I’ve always believed that in childhood we see ourselves reflected through the faces and the eyes of our primary caretakers: in essence, they are our “mirrors.” The way they see us and how they treat us provides vital information about “who we are,” how we see ourselves, and how we can expect to be treated by others. Since each mirror is connected to a person we inherently love and trust, our assumption is that whatever is being reflected is accurate. It doesn’t occur to us to challenge or question the validity of this information. The repeated encounter of seeing ourselves reflected in a “trusted other” is one of the most formative experiences of our lives.
For many children who are neglected, mistreated, or abused, the “mirrors” that are being held up to them seem to reveal a “broken” image. Reflections of guilt, shame, self-blame, and worthlessness are all the inevitable byproducts of being ignored or harmed, and resonate with the caretaker’s disdain, rage, betrayal of trust, or abusive actions. What children do not and cannot comprehend is the fact that the caretaker is holding up a broken mirror — there is nothing damaged or broken about the child’s reflection. Before a client feels safe enough to question the possibility that their caretaker’s mirror was defective, it often takes the reparative experience of a sustained, unconditional, secure attachment with a caring clinician who can hold up a different, more compassionate and more accurate mirror.

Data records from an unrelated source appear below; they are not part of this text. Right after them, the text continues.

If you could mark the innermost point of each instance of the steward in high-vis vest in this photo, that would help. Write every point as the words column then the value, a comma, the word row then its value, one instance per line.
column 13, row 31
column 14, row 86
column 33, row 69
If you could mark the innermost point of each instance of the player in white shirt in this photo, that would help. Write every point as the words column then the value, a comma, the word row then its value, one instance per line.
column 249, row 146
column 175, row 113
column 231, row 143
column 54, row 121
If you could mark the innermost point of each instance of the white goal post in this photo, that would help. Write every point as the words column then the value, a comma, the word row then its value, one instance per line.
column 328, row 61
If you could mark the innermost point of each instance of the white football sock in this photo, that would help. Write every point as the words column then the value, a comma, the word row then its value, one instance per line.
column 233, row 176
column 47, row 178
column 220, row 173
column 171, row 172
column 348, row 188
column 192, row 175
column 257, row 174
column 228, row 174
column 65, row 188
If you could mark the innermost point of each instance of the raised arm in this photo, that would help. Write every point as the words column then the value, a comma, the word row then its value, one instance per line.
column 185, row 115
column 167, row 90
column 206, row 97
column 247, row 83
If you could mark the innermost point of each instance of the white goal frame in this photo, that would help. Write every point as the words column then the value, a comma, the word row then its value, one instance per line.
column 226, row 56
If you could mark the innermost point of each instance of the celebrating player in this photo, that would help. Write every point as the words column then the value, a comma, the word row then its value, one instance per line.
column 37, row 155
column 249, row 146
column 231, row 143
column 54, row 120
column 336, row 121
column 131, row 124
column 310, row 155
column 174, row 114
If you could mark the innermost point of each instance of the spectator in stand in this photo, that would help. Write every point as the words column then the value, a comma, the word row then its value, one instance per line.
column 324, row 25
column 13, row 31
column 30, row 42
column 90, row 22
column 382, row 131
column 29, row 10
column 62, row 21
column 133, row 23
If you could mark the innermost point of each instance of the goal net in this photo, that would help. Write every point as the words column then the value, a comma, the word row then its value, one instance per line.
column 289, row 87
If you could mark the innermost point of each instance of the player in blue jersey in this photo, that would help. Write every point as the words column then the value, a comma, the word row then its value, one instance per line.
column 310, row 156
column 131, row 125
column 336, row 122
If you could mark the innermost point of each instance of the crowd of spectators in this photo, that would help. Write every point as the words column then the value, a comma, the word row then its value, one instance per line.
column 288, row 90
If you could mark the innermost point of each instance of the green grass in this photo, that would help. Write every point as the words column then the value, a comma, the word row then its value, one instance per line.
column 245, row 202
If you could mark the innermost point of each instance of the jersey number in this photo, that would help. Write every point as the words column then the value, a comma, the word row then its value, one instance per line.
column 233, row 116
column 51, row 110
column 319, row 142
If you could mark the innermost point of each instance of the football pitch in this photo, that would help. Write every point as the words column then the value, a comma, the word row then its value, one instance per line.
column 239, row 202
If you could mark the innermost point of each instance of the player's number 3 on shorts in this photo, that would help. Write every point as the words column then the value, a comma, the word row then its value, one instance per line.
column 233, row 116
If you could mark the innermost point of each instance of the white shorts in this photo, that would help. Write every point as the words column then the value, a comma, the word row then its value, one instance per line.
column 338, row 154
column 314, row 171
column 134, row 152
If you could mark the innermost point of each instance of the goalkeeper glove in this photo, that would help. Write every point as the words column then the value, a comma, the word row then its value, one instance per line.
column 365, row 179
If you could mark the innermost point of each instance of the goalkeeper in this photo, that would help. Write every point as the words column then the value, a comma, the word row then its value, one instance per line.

As this unfolds a client can come to the startling and freeing realization that there was never anything “wrong” with them.
Parents who have their own unmetabolized trauma, struggle with addiction, untreated mental illness, affect dysregulation, or feelings of inadequacy because they were not given any healthy modeling or resourcing, approach their own children with “broken mirrors.” Here are some common reasons why:
- They feel threatened by their child’s normal and appropriate physical and emotional needs, and rather than admitting their own limitations or struggles, blame or shame the child for having needs in the first place.

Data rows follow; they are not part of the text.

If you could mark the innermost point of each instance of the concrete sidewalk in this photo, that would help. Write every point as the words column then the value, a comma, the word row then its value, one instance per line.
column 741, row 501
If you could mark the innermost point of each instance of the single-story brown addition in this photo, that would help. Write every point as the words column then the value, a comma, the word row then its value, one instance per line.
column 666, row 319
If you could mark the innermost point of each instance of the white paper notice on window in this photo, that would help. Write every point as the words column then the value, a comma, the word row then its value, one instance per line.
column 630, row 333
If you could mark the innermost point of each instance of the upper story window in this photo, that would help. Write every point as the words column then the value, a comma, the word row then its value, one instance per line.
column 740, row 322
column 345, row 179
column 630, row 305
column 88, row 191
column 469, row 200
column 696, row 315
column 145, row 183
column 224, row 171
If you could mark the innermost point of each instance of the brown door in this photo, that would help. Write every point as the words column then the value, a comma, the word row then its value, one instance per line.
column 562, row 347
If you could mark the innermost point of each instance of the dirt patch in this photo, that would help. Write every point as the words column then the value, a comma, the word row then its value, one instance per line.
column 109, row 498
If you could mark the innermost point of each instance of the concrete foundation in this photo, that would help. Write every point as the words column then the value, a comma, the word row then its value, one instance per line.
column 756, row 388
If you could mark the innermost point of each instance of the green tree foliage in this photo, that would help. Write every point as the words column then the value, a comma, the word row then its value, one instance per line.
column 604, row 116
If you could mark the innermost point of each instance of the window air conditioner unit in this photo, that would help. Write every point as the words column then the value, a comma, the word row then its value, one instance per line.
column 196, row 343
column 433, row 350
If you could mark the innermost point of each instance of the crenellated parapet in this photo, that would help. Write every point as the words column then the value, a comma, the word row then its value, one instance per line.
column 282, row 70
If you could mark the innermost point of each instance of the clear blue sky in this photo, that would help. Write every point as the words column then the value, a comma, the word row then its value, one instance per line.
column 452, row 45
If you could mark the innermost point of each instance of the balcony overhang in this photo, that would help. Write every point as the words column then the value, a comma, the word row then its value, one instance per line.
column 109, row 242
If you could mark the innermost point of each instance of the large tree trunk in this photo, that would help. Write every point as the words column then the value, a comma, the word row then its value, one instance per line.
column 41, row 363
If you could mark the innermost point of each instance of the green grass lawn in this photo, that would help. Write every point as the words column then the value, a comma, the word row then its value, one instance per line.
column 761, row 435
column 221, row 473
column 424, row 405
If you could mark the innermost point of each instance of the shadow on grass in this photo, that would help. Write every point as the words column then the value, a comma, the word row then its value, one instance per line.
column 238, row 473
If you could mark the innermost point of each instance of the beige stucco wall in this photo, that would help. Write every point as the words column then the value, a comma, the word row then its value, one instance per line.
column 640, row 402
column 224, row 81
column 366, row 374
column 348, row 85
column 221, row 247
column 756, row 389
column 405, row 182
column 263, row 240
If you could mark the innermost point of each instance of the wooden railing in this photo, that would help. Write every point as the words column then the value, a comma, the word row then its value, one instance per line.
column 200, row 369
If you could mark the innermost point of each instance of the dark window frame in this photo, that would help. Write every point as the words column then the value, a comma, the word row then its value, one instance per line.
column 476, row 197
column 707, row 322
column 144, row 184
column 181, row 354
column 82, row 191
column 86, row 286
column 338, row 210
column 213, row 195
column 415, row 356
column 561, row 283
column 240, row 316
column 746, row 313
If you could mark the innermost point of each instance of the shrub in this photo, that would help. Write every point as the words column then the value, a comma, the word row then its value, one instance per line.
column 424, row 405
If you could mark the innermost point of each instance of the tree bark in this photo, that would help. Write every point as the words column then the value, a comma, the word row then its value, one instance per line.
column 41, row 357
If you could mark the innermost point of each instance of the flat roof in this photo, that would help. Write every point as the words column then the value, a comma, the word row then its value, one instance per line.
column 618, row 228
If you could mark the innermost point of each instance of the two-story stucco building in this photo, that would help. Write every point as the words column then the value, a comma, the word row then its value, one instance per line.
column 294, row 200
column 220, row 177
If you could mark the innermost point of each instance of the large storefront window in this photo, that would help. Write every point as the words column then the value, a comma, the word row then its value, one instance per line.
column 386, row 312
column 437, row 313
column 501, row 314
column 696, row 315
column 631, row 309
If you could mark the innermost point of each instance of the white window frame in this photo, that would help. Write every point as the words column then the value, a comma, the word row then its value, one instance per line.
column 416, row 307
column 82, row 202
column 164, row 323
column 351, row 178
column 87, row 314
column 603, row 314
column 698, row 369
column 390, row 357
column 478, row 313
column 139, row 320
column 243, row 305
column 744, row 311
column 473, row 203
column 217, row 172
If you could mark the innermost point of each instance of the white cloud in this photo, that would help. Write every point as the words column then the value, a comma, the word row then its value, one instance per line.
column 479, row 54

- They feel threatened by a child who has a very high Emotional IQ, sees deeper truths that transcend parental denial, or refuse to go along with dysfunctional family values.

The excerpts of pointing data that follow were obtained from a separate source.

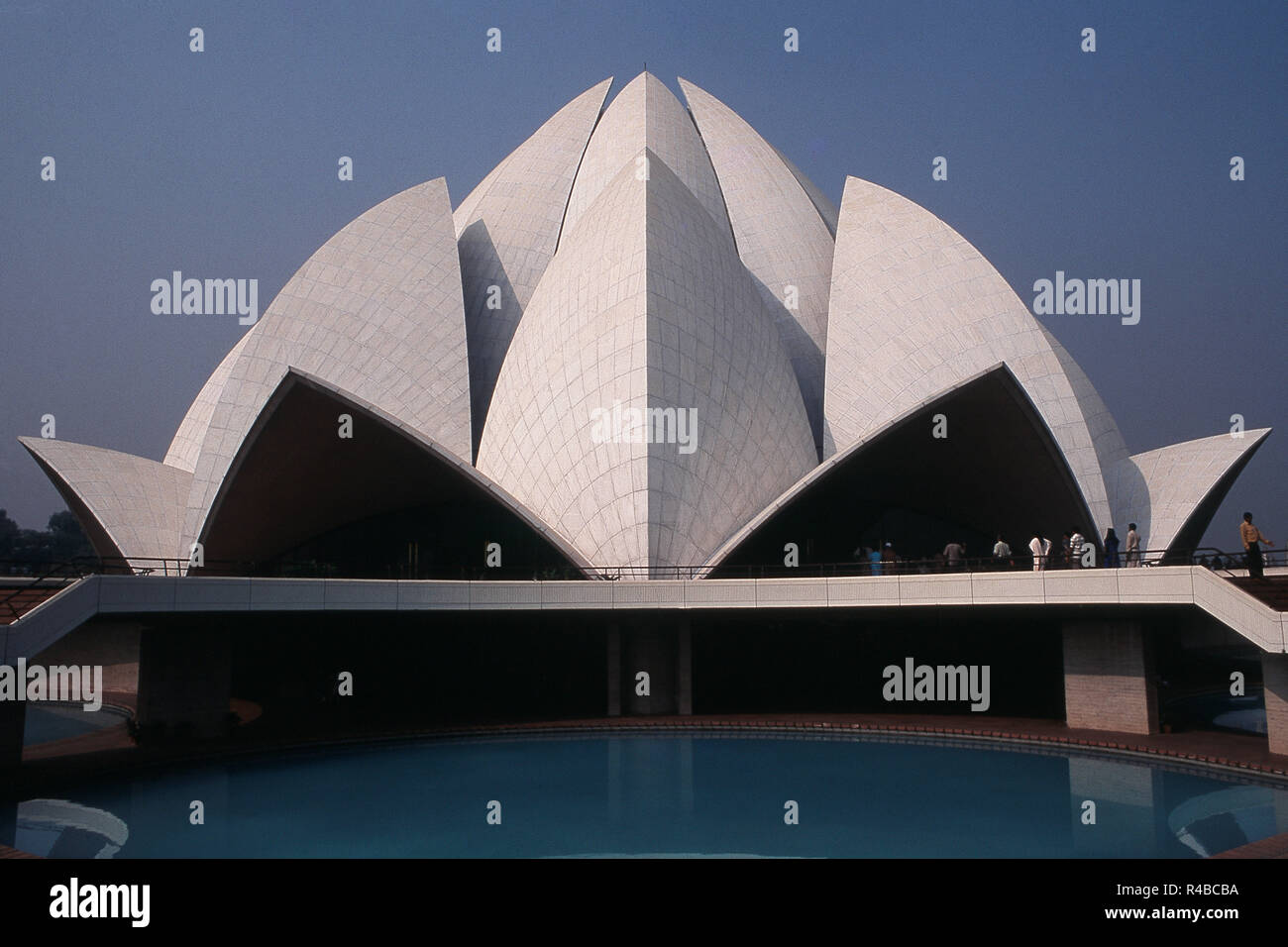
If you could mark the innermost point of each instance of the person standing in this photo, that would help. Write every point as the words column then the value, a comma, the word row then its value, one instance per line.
column 1001, row 553
column 888, row 560
column 1132, row 545
column 1111, row 549
column 1250, row 536
column 1039, row 548
column 1076, row 541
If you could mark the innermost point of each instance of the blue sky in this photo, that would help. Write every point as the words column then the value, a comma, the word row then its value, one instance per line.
column 1107, row 163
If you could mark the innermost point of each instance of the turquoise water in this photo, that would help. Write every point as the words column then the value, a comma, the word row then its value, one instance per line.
column 655, row 793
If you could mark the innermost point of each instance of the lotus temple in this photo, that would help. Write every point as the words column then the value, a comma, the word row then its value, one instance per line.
column 631, row 407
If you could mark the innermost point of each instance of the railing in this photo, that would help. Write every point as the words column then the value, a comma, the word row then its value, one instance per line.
column 47, row 573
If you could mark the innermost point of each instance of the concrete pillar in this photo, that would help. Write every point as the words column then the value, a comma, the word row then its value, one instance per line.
column 652, row 651
column 1109, row 681
column 614, row 671
column 13, row 719
column 1274, row 674
column 184, row 681
column 684, row 667
column 1126, row 796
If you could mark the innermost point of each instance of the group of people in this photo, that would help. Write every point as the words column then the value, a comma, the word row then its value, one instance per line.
column 1070, row 553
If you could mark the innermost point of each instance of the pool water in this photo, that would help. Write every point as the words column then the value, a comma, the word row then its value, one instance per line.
column 649, row 793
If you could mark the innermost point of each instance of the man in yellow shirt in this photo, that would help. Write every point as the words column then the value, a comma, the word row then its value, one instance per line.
column 1250, row 536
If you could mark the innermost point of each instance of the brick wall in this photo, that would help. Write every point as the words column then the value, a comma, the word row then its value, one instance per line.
column 1108, row 678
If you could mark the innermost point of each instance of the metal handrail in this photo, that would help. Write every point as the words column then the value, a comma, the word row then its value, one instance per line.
column 1209, row 557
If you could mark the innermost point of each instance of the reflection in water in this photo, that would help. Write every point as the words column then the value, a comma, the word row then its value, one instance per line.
column 58, row 828
column 1224, row 819
column 702, row 793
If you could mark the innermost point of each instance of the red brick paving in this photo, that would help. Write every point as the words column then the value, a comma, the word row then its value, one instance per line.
column 1233, row 750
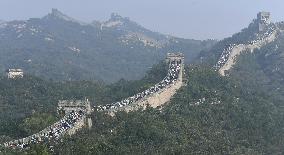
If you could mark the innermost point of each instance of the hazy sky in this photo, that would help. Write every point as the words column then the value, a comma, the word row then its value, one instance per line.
column 197, row 19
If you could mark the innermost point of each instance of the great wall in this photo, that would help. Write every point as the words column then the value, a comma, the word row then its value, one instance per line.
column 78, row 112
column 82, row 110
column 267, row 33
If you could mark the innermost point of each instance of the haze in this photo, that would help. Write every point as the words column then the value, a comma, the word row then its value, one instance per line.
column 196, row 19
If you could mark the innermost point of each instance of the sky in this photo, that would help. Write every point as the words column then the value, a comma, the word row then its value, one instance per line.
column 192, row 19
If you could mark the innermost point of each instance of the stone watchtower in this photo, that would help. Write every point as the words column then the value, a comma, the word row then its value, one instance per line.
column 263, row 19
column 67, row 106
column 176, row 57
column 14, row 73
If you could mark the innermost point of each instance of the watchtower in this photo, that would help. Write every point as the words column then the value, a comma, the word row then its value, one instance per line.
column 263, row 19
column 14, row 73
column 77, row 105
column 175, row 57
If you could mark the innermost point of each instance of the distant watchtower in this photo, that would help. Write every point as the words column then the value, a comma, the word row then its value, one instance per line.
column 14, row 73
column 174, row 57
column 78, row 106
column 263, row 19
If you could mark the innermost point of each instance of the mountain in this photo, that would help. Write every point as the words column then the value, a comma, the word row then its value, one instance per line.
column 59, row 47
column 256, row 57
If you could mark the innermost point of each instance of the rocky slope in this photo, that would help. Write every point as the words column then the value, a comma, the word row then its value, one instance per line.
column 59, row 47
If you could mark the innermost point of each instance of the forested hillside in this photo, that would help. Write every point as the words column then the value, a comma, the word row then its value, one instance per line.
column 61, row 48
column 210, row 115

- When they attempt to parent they actually see their own wounded younger self, and unconsciously project and superimpose their unresolved self-hatred and self-blame; holding up a mirror that really represents how they feel about themselves.
Whatever the case, when a broken mirror is all that is offered, it sets in motion the child’s core belief that they are the problem, not the parent or their unresolved issues. Although the ultimate goal of therapy is to teach a client how to experience internal validation by undoing cognitive distortions, letting go of self-blame, and restoring positive self-talk and self- compassion, they often need to first experience external validation by seeing themselves through the therapist’s more accurate and loving mirror. When clinicians can reflect back a client’s positive strengths and attributes and help them see their inherent worth and goodness, that reflection can be introjected and internalized. When a client can process the fact that their reflection was never damaged- they were just repeatedly shown their image through a broken mirror — it creates the possibility to reclaim an understanding and acceptance of their truer and more-than-good-enough self.